Subject: Re: [boost] Designing a multi-threaded file parser
From: Aaron Boxer (boxerab_at_[hidden])
Date: 2016-04-23 09:02:04
On Fri, Apr 22, 2016 at 2:18 PM, Niall Douglas <s_sourceforge_at_[hidden]>
> On 22 Apr 2016 at 10:31, Aaron Boxer wrote:
> > My impression is that memory mapping is best when reading a file more
> > once, because
> > the first read gets cached in virtual memory system, so subsequent reads
> > don't have to go to disk.
> > Also, it eliminates system calls, using simple buffer access instead
> > Since memory mapping acts as a cache, it can create memory pressure on
> > virtual memory system,
> > as pages need to be recycled for the next usage. And this can slow things
> > down, particularly when reading
> > files whose total size meets are exceeds current physical memory.
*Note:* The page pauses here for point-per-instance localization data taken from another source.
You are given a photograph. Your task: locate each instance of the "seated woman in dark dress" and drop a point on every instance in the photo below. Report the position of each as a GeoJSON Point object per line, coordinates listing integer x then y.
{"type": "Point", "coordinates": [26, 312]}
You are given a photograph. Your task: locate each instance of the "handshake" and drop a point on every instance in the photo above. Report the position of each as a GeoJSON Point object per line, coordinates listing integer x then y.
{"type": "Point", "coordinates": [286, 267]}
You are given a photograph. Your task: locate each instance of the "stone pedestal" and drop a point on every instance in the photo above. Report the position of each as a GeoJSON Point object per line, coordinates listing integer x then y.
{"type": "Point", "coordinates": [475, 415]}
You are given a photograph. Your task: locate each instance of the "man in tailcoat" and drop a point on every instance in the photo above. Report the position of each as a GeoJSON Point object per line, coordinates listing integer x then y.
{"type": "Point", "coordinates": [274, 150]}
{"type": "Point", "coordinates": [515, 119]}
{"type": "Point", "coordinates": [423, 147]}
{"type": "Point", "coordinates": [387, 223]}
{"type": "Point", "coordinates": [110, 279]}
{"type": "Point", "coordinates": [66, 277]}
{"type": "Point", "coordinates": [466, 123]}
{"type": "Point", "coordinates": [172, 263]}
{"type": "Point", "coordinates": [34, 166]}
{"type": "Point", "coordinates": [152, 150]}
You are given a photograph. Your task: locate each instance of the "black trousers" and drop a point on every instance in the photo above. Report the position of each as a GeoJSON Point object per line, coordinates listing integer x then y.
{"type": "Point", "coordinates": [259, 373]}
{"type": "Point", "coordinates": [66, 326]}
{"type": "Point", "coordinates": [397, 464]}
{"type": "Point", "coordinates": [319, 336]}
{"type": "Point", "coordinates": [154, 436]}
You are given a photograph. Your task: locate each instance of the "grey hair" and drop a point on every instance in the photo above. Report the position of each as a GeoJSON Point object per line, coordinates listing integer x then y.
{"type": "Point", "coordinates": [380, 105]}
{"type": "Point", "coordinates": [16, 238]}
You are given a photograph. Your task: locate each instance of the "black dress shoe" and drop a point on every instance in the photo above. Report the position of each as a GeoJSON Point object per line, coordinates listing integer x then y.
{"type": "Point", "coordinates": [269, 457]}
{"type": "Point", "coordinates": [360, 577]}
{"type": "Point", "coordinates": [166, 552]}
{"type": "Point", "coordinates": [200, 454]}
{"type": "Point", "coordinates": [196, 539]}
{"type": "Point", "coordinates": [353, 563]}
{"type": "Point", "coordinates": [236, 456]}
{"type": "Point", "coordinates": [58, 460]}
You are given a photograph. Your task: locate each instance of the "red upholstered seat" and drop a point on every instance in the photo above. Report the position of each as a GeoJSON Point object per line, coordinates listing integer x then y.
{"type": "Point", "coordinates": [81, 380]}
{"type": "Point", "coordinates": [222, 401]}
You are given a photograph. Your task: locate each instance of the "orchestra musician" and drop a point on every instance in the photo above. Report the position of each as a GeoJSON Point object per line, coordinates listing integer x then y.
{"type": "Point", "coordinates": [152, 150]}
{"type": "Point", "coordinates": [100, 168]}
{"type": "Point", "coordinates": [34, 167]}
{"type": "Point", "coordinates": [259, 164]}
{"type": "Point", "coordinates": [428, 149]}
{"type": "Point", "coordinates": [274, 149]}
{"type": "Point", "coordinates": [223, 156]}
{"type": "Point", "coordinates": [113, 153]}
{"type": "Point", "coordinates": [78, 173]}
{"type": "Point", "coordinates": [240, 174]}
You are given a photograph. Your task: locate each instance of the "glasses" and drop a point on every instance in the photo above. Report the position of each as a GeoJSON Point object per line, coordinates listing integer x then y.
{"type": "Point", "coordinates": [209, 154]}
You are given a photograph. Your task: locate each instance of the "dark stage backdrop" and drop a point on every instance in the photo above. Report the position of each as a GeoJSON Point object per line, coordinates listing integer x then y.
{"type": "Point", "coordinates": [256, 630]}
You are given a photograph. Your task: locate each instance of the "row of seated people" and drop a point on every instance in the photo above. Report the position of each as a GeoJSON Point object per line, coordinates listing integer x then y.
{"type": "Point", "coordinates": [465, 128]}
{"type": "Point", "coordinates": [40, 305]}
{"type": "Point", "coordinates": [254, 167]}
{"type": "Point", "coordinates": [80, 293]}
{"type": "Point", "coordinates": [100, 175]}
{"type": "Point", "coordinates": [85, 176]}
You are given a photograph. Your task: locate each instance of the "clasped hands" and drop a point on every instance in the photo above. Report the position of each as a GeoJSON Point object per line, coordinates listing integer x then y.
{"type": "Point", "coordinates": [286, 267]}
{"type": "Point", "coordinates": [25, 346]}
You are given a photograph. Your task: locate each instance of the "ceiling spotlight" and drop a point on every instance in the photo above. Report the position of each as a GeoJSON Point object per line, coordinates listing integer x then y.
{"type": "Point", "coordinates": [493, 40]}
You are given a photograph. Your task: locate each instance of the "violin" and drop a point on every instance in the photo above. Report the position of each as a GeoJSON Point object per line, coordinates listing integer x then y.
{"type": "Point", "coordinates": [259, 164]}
> > In my case, I am reading the file only once, so I think the normal file
> > methods will be better.
> > Don't know until I benchmark.
> You appear to have a flawed understanding of unified page cache
> kernels (pretty much all OSs nowadays apart from QNX and OpenBSD).
> Unless O_DIRECT is on, *all* reads and writes are memcpy()ied from/to
> the page cache. *Always*.
> mmap() simply wires parts of the page cache into your process
> unmodified. Memory mapped i/o therefore saves on a memcpy(), and is
> therefore the most efficient cached i/o you can do.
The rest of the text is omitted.